Are Conservancy preserves or easements directly affected by either of the pipeline projects? If so, what are you doing to protect your conservation investments?
Yes. The MVP, as approved by FERC, would bisect a conservation easement held by the Conservancy on Poor Mountain. The area under easement includes the headwaters of Bottom Creek and the purpose of the easement is “to ensure that the property will be retained in its natural, scenic, and forested condition; to protect any rare plants, animals, or plant communities on the property; and to prevent any use that will significantly impair or interfere with the property’s conservation values or interests.” On November 13, 2017, we filed requests for a rehearing of FERC’s Order, and for a stay of the effectiveness of that order.
Also on November 13, 2017, the Nature Conservancy was served with a notice of condemnation over its easement. Among the authorities granted to MVP under the Order is the right of eminent domain, which is the power to take any private land needed for the pipeline’s construction. We are retaining counsel to respond to the condemnation action.
Why does the Conservancy work to influence energy companies, including pipeline developers? Why not just oppose pipelines?
The Conservancy’s unique and proven role is to pursue dialogue with all interested parties and stakeholders. Our experience has shown this approach keeps doors open, does not shut us out of the process, and allows The Conservancy to work with partners to achieve the best possible conservation outcome.
Energy development is an incredibly complex and challenging issue. Given the realities of current gas prices, and emerging regulations on greenhouse gas emissions, we expect that some amount of new pipeline infrastructure will likely be built in our region.

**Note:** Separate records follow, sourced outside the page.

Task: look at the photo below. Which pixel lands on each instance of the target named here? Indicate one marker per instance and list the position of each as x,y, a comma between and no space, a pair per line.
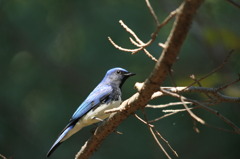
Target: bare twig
213,91
152,12
226,120
139,118
158,133
167,105
195,117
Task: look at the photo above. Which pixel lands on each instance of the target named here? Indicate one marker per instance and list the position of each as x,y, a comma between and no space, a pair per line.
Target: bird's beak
128,74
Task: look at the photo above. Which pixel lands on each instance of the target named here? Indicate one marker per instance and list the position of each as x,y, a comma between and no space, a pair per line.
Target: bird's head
117,76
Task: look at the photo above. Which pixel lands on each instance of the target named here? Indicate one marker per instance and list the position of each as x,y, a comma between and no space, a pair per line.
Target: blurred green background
53,53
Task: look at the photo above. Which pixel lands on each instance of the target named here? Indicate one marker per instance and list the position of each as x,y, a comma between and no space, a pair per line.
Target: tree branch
169,54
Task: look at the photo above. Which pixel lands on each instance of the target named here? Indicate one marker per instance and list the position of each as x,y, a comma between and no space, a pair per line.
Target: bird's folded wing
99,94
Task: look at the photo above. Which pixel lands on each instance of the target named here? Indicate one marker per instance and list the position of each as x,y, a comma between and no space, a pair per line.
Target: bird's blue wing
98,95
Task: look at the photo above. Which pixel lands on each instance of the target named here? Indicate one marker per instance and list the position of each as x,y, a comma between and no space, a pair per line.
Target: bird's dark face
117,76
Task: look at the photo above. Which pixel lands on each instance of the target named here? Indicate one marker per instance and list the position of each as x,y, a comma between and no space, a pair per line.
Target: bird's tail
59,140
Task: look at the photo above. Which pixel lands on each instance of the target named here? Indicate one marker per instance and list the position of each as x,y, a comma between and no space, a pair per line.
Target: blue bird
106,95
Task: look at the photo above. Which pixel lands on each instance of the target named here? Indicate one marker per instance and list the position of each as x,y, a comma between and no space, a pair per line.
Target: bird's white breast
98,113
93,116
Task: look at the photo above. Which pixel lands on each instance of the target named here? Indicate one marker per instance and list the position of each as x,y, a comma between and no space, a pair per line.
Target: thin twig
139,118
164,116
158,133
177,110
152,12
166,105
121,48
3,157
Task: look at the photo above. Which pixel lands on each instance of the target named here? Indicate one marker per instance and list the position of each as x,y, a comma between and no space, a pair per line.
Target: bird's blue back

We believe that any new permitted pipelines must meet certain criteria; for example, they should demonstrate public need, advance energy efficiency and reduce greenhouse emissions. The focus of our efforts is to ensure that irreplaceable resources are avoided entirely, while other ecological impacts are minimized, and full compensation for those impacts required.
At the Conservancy, “irreplaceable” means rare, threatened or endangered species that have nowhere else to go. It also includes the best remaining intact habitats that support the native biological diversity of our region, including continuous ribbons of floodplain forests, caves and sinkholes, and large intact forests.
Why should the industry work with you?
There is a benefit for energy companies and developers to do so. Incorporating science based environmental information into their plans early on makes it more likely that they can resolve conflicts before they become business problems.
How is the Conservancy working with the government agencies involved?
We have provided extensive comments to the Federal Energy Regulatory Commission (FERC) regarding the Environmental Impact Assessments for both the Mountain Valley and Atlantic Coast pipelines.
Among our many requests was for FERC to include four pipeline projects in a Programmatic Environmental Review process. We made this request in person in a meeting with the FERC chairman.
We also met with USDA representatives to seek their support for that proposal, as well as to encourage the U.S. Forest Service to hold a strong line to ensure that no pipeline route could be approved that contradicts National Forest Land and Resource Management Plans.
We continue to encourage state and federal agencies to fully implement the mitigation hierarchy with respect to these projects, that is, only after impacts are avoided and then minimized to the fullest extent possible is it appropriate to consider how to offset the remaining impacts.
What is your hope for similar projects in the future?
We hope to see an approach of “avoid – minimize – compensate” become the new normal for energy projects in Virginia. Our hope is that energy companies will understand the value of incorporating nature into their plans, take environmental concerns into consideration from the outset, and recognize the benefits of addressing concerns early and openly.